Poisoner in Chief: Sidney Gottlieb and the CIA Search for Mind Control
(Holt, $30) “How intelligent is national intelligence?” asked Adam Gopnik in The New Yorker. Stephen Kinzer’s new book offers a troubling answer, because it revisits MK-Ultra, a failed Cold War effort to develop mindcontrol techniques that was born of a mistaken belief that Communist regimes had already done the same. With the program’s eccentric chief scientist playing antihero, the book is “a Tarantino movie yet to be made: It has the right combination of sick humor, weird tabloid characters, and sheer American waste.” Yet “it is also frightening to read,” because the experiments Sidney Gottlieb and his team carried out were not just bizarre but also cruel.
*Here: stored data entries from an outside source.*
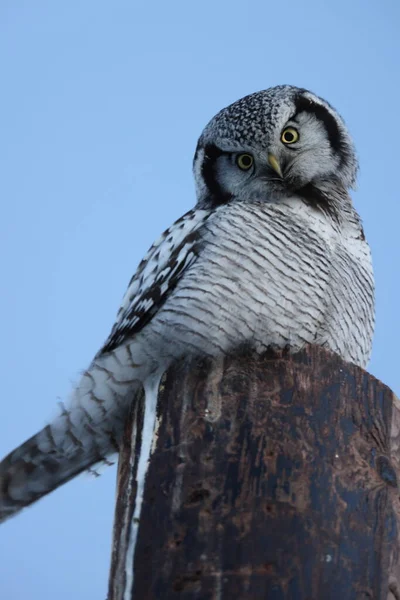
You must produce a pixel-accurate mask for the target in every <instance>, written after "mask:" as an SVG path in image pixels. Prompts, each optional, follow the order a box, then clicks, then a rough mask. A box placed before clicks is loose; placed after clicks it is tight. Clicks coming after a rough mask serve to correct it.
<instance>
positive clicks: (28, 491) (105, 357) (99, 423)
mask: <svg viewBox="0 0 400 600" xmlns="http://www.w3.org/2000/svg"><path fill="white" fill-rule="evenodd" d="M119 365H121V363H120V362H118V363H117V362H116V361H115V357H113V356H112V354H111V353H110V354H108V355H105V356H102V357H100V358H96V359H95V361H94V362H93V363H92V365H91V367H90V368H89V370H88V371H86V372H85V373H84V374H83V376H82V379H81V381H80V383H79V385H78V387H77V388H76V390H75V391H74V393H73V395H72V398H71V401H70V403H69V405H68V408H64V407H63V408H62V412H61V414H60V415H59V416H58V417H57V418H56V419H55V420H54V421H53V422H52V423H50V424H49V425H47V426H46V427H45V428H44V429H42V430H41V431H39V433H37V434H36V435H34V436H33V437H31V438H30V439H29V440H27V441H26V442H25V443H24V444H22V445H21V446H19V447H18V448H16V449H15V450H13V451H12V452H11V453H10V454H9V455H8V456H6V457H5V458H4V460H3V461H2V462H0V523H1V522H2V521H5V520H6V519H8V518H9V517H11V516H13V515H14V514H16V513H17V512H19V511H20V510H21V509H22V508H24V507H25V506H28V505H29V504H32V503H33V502H36V500H39V499H40V498H41V497H42V496H45V495H46V494H48V493H50V492H51V491H53V490H55V489H56V488H57V487H59V486H60V485H62V484H63V483H65V482H66V481H68V480H70V479H72V478H73V477H75V476H76V475H78V474H79V473H81V472H82V471H84V470H85V469H89V468H90V467H91V466H93V465H94V464H96V463H99V462H102V461H103V462H107V456H110V455H111V454H113V453H115V452H117V451H118V447H119V442H120V439H121V435H122V432H123V427H124V422H125V417H126V413H127V411H128V409H129V404H130V402H129V401H132V399H133V398H134V395H135V392H136V390H137V388H138V387H139V385H140V384H139V382H138V380H137V379H136V378H134V375H135V373H134V372H133V371H134V368H133V367H130V368H127V367H125V368H124V369H122V368H121V367H120V366H119Z"/></svg>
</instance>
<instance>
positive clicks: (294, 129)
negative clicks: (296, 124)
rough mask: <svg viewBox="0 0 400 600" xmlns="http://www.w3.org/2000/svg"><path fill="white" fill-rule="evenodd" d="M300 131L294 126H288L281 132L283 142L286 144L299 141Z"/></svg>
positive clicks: (299, 136) (281, 136)
mask: <svg viewBox="0 0 400 600" xmlns="http://www.w3.org/2000/svg"><path fill="white" fill-rule="evenodd" d="M299 137H300V135H299V132H298V131H297V129H295V128H294V127H286V129H284V130H283V131H282V134H281V142H283V143H284V144H294V143H295V142H298V141H299Z"/></svg>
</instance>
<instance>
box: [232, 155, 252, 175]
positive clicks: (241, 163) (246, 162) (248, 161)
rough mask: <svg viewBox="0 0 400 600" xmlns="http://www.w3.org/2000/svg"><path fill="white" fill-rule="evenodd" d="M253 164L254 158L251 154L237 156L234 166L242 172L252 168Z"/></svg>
mask: <svg viewBox="0 0 400 600" xmlns="http://www.w3.org/2000/svg"><path fill="white" fill-rule="evenodd" d="M253 163H254V158H253V157H252V156H251V154H238V155H237V157H236V164H237V166H238V167H239V169H242V171H248V170H249V169H250V167H252V166H253Z"/></svg>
Gottlieb, in previous books on MK-Ultra, has been treated as a footnote, said Sharon Weinberger in The New York Times. But
the Bronx-born chemist, hired by the CIA in 1951, “played a seminal role in shaping the agency.” He was tasked with developing poisons for assassinations and devising mindcontrol techniques, and the second mission empowered him to conduct experiments on prison inmates here and enemy suspects overseas. The captives were subjected to shock treatment and drug dosages robust enough to potentially erase their egos, and if some people died, they died. Gottlieb saw particular promise in LSD. At one point, he created a CIA-funded brothel to determine how the combination of LSD and sex affected users’ willingness to divulge secrets.
Gottlieb’s odd project “did not emerge in a vacuum,” said Kelley Beaucar Vlahos in TheAmericanConservative.com. “In the primordial ooze of moral justification following World War II,” many U.S. security agencies showed less interest in punishing German and Japanese torturers than in learning how to apply their enemies’ findings. The CIA just went further than most. “So how do we digest this today?” We should recognize, if nothing else, that our government has been and will always be capable of great crimes. During the Cold War, the American way had many faces; “thanks to Kinzer, Sidney Gottlieb’s is one you shouldn’t forget.”